Biodegradation of carbon tetrachloride from groundwater in an upflow solid-phase biofilm system

In the present study, an upflow solid-phase denitrification biofilm reactor (US-DBR) was applied for simultaneous carbon tetrachloride (CT) and nitrate removal from groundwater by using poly(butylene succinate) (PBS) as carbon source and biocarrier. After 80 days continuous operation, the nitrate and CT removal efficiencies in the biofilm reactor were high of 98% and 94.3%, respectively.
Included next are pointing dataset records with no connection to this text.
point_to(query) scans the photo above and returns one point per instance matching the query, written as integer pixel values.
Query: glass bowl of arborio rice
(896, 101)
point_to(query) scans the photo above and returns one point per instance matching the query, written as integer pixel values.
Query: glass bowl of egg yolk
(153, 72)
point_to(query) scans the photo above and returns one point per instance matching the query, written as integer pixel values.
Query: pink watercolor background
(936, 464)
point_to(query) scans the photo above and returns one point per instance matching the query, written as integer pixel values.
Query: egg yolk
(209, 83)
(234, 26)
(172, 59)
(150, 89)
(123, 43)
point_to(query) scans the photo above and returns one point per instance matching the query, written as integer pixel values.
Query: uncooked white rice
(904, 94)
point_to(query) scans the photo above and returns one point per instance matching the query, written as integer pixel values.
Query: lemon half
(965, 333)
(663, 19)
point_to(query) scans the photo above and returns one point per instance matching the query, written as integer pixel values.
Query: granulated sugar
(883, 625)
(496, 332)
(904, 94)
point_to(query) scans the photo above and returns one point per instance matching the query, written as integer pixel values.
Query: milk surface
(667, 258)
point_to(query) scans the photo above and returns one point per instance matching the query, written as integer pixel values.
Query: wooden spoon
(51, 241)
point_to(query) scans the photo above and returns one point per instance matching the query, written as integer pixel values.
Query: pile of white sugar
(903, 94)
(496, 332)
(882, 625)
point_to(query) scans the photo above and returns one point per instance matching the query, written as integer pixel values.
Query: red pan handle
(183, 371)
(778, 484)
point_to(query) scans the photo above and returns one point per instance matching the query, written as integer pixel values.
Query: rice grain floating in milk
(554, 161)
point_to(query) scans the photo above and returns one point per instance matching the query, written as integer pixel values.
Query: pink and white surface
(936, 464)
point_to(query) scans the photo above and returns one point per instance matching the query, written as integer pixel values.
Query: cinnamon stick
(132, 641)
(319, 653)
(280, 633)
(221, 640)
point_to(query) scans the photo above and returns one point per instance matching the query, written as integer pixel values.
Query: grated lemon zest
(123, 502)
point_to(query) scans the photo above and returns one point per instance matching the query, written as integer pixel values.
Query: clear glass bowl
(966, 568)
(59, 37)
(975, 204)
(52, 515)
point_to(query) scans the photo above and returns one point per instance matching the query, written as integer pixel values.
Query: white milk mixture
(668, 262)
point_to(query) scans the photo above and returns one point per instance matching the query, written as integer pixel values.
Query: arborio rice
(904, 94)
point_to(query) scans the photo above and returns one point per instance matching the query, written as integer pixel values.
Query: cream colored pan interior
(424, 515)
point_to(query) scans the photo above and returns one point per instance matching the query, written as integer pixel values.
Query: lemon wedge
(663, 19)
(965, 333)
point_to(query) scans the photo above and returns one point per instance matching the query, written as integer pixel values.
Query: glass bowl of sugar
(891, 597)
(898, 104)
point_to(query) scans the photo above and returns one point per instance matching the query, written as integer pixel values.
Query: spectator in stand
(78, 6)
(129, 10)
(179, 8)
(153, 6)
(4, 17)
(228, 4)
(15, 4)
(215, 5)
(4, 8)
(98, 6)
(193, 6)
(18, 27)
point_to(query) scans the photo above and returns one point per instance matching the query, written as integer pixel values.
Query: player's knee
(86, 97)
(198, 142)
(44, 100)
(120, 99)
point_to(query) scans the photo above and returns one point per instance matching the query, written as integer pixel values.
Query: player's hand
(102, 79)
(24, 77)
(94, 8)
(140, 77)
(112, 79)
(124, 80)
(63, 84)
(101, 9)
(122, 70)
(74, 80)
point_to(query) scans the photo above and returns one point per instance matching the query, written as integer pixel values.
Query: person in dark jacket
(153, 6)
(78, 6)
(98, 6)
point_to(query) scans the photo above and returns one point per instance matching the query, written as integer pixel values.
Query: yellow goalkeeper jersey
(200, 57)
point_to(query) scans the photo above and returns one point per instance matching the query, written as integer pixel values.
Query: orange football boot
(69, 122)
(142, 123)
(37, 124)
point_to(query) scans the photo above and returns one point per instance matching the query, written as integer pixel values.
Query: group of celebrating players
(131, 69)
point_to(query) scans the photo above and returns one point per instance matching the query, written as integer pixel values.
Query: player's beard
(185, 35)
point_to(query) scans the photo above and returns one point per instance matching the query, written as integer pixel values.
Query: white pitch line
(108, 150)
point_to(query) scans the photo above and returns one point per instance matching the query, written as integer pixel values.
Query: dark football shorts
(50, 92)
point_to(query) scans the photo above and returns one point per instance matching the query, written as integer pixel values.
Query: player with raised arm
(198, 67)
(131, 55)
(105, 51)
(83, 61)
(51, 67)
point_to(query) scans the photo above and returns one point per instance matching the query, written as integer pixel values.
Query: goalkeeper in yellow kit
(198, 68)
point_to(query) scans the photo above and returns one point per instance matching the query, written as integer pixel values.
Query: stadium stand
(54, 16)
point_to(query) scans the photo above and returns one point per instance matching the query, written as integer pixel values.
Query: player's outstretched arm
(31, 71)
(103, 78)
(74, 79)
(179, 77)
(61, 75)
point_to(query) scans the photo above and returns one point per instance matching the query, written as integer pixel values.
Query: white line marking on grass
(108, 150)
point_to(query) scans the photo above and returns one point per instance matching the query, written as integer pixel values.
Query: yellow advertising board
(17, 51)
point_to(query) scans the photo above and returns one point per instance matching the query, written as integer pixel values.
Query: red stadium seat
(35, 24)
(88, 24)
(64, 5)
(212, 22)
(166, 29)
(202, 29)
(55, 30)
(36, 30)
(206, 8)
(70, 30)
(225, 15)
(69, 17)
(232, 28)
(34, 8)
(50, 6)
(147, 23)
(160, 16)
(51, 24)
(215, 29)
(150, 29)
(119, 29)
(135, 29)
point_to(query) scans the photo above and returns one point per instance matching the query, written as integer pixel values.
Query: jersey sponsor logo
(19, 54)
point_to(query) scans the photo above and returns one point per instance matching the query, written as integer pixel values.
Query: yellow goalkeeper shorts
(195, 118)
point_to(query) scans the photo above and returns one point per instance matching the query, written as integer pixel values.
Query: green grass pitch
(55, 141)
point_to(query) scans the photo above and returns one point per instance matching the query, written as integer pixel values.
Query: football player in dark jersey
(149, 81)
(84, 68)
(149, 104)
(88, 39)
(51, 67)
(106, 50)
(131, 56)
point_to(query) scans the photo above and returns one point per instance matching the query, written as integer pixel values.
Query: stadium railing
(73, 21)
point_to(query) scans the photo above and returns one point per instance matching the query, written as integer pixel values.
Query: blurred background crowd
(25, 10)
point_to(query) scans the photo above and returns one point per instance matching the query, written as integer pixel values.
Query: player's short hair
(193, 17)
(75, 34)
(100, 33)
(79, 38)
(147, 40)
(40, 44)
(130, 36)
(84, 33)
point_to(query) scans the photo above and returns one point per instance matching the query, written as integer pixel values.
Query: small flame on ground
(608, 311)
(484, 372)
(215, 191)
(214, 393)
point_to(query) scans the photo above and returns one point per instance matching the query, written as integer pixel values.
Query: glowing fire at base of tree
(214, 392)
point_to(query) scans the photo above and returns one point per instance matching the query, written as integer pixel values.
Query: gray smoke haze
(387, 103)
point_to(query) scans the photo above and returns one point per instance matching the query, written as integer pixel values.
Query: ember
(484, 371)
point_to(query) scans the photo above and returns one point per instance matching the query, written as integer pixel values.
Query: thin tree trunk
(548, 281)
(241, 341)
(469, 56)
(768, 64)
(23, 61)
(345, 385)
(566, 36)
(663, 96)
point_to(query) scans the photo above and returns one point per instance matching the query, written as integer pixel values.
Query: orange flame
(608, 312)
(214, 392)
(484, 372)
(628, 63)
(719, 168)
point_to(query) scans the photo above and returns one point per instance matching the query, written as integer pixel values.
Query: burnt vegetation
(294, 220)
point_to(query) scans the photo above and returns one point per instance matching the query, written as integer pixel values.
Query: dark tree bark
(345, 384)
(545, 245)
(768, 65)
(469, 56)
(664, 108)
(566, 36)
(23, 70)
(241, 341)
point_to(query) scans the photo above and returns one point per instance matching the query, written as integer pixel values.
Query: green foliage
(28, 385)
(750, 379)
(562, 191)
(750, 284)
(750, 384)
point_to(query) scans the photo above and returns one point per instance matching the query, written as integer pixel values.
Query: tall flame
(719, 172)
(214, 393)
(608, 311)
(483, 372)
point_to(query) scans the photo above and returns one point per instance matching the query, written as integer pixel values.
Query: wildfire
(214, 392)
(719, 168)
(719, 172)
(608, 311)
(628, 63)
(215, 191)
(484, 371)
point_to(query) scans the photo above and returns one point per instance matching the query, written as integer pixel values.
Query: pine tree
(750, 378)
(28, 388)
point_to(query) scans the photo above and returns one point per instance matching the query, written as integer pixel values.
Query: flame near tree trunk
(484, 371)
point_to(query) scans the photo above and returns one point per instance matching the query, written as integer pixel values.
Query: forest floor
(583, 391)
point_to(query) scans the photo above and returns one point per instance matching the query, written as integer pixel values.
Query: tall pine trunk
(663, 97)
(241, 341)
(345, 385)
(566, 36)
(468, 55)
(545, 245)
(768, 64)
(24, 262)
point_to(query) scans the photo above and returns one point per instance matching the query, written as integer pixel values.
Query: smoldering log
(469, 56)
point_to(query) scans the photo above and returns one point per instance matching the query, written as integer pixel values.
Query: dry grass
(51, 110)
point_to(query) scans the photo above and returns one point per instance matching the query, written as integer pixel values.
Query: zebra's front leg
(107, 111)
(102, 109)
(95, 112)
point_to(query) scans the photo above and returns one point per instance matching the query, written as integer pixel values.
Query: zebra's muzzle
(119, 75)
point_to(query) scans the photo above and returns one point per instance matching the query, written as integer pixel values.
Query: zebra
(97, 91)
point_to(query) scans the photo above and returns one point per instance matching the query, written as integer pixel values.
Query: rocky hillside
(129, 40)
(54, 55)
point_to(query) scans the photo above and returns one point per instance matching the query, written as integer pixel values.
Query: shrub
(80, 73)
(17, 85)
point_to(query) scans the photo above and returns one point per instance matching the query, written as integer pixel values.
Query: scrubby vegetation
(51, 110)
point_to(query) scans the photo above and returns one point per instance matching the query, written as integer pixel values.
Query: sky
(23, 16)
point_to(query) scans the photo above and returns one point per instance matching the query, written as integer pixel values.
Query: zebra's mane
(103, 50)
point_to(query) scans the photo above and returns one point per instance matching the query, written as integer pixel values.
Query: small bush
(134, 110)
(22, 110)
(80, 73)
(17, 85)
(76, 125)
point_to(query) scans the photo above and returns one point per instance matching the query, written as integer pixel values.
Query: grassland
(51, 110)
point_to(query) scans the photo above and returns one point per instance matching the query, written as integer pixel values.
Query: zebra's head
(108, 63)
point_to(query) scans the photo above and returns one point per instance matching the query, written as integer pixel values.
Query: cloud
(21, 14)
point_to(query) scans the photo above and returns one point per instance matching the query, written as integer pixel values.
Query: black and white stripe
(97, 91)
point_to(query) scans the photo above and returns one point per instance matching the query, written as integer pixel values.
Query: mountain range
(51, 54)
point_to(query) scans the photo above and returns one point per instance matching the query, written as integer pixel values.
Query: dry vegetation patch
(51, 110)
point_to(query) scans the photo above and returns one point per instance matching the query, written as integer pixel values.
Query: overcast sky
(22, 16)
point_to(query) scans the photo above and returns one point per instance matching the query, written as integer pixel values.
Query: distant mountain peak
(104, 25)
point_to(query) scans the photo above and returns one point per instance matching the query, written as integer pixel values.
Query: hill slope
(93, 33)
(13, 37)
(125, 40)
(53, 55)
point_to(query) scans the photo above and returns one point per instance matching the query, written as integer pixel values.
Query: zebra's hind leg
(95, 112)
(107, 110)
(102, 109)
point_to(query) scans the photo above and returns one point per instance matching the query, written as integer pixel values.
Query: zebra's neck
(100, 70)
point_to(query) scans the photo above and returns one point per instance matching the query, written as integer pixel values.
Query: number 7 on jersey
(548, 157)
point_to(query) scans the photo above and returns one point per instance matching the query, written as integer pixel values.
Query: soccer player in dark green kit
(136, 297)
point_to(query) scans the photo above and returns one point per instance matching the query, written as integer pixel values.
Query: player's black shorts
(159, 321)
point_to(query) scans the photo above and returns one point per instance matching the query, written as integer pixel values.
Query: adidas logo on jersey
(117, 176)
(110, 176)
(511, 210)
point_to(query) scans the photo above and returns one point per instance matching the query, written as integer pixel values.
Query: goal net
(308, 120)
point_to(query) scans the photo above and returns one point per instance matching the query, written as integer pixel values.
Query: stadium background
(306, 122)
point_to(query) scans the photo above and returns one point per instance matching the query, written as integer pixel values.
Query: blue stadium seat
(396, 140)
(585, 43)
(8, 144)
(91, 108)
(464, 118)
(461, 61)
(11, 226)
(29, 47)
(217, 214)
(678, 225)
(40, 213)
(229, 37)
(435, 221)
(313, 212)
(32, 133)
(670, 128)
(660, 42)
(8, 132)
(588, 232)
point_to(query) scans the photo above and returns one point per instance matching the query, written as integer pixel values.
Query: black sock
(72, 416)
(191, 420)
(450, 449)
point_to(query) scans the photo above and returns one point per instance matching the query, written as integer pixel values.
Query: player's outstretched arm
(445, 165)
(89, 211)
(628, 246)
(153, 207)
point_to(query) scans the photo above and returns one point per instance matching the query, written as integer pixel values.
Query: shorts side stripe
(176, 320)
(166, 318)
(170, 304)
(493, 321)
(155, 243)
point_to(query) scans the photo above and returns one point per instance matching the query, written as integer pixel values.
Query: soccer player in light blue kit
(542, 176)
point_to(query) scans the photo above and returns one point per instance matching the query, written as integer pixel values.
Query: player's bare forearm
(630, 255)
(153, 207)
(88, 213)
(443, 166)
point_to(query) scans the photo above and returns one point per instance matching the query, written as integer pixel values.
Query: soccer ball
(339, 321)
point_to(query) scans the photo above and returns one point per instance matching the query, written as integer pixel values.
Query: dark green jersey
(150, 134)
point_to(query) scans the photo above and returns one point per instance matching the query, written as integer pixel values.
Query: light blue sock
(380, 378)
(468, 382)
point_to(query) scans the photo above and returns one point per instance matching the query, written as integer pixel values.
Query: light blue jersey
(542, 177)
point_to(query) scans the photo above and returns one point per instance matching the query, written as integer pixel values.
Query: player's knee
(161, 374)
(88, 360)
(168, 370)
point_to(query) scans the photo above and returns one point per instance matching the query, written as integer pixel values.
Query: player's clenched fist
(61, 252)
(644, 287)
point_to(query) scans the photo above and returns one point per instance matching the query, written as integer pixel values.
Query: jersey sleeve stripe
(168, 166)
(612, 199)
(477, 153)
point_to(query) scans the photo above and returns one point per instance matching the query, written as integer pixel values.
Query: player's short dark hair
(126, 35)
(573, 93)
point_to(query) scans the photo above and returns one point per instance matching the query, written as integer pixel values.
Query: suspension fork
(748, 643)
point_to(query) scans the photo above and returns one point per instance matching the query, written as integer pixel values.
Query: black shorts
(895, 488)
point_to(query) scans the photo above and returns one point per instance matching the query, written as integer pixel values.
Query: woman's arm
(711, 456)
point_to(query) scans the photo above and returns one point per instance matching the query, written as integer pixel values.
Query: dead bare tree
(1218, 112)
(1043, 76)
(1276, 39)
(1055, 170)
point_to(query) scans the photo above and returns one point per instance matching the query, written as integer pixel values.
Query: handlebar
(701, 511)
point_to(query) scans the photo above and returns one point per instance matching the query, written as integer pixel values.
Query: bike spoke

After PBS-biofilm formation, protein (PN) content in loosely bound extracellular polymeric substances (LB-EPS) and tightly bound EPS (TB-EPS) significantly increased 2.6 and 4.0 times higher in the presence of CT than those of absence of CT, while PS increased 1.9 and 2.0 times higher. According to excitation-emission matrix (EEM), CT exposure contributed to the increased fluorescent intensities of the aromatic PN-like and tryptophan PN-like substances. Along with the height of US-DBR, the denitrification activity was inhibited by the CT exposure, and most of CT was significant transformed accompanied by nitrate removal. Two components of soluble microbial products (SMP) were identified, including humic-like substances for component 1 and PN-like substances for component 2, respectively. It was found from high-throughput 16S rRNA gene sequencing analysis that significant differences were observed at genus level by taxonomic assignments to CT exposure. Thiobacillus, Thauera, Candidatus_Competibacter and Hydrogenophaga were the main genus in the presence of CT at the proportion of 6.77%, 5.47%, 3.59% and 3.17%, respectively.